Process improvement, like Six Sigma, stifles innovation. Process improvement is a tool set, not an overarching or unifying concept for an organization. Process improvement is a means — for certain contexts like manufacturing — and not an end in itself. The fundamental problem with all process improvement methodologies is that you get myopic. The evidence is clear.
“Since Frederick Taylor’s time we’ve considered business – our businesses – vast machines to be improved. Define the perfect set of tasks and then fit the men to the task. Taylor timed workers, measuring their efforts to determine the optimal (in his opinion) amount of work he could expect from a worker in a single day. The idea is that by driving our workers to follow optimal business processes we can ensure that we minimise costs while improving quality. LEAN and Six Sigma are the most visible of Taylor’s grandchildren, representing generations of effort to incrementally chip away at the inefficiencies and problems we kept finding in our organisations.” —Peter Evans Greenwood
“But simply following the steps of a process is no longer a guarantee of success, if it ever was. Business is increasingly complex and interconnected, and it seems unlikely any single system can tame it. The smart enterprise of the future will need a constantly evolving rotation of systems and skills, employed by adaptable and flexible workers. They will be harder to teach in a course, but they may outlast all the fads and fashions that preceded them.” —Whatever Happened to Six Sigma?

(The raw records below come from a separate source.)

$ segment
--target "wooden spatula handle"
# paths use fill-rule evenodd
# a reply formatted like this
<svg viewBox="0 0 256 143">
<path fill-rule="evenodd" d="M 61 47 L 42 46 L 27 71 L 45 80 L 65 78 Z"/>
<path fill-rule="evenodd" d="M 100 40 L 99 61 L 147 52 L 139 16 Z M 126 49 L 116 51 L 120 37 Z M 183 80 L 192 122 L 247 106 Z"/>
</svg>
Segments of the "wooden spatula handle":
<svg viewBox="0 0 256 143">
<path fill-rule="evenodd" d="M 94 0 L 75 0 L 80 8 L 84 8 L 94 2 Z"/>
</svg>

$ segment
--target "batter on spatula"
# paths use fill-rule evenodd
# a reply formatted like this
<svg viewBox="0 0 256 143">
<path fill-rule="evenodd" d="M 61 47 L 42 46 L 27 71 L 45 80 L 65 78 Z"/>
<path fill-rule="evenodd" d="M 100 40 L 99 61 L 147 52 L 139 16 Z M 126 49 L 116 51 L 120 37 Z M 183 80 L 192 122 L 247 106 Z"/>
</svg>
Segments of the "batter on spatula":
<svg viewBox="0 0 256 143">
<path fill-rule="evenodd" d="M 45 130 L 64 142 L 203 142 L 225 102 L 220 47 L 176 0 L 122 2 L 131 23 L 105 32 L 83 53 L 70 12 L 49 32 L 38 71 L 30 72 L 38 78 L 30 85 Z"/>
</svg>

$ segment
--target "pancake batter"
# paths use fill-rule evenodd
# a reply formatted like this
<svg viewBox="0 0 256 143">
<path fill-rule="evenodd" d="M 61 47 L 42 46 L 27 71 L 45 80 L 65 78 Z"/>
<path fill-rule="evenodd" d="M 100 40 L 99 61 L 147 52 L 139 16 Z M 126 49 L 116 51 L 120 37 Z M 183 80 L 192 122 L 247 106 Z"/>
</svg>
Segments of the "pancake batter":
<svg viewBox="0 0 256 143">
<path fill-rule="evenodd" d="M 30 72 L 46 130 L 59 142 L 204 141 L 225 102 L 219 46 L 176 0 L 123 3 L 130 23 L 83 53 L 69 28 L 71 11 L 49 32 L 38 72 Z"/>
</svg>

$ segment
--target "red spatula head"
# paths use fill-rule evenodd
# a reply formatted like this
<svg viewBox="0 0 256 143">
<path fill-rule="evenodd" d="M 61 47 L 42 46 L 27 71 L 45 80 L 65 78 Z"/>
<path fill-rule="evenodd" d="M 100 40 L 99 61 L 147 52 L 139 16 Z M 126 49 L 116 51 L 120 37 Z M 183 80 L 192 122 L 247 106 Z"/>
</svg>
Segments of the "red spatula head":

“Fifty-eight of the top Fortune 200 companies bought into Six Sigma, attesting to the appeal of eliminating errors. The results of this “experiment” were striking: 91 per cent of the Six Sigma companies failed to keep up with the S&P 500 because Six Sigma got in the way of innovation. It interfered with insights.” —Gary Klein
A focus on reducing errors assumes that a work environment is complicated. However, a focus on improving insights understands that most work environments involving people are complex.
It’s time to leave error reduction to the replicable tasks that are more and more being done by machines and software. For the more complex work done by people, we have to find ways to improve insights, and social learning is how we do it. Social learning involves transparent knowledge sharing, questioning assumptions, and experimenting together. Time is needed for all of this, especially time for reflection, which is missing in too many workplaces. Some of that time can be gained from a less slavish adherence to error reduction programs like Six Sigma. To improve insights on an organizational level, all work must be focused on learning.
Work is evolving away from repeatable processes. Routine and even technical work will continue to get automated. The future of human work in the digital network era is in craft and creative work — focused on unique, non-replicable processes. Improving insights is critical for this type of work. Therefore, social and informal learning need to be integrated into the workflow. This is much more than courses-on-demand or performance support tools. It is connecting people and knowledge. Making these connections is the core of personal knowledge mastery.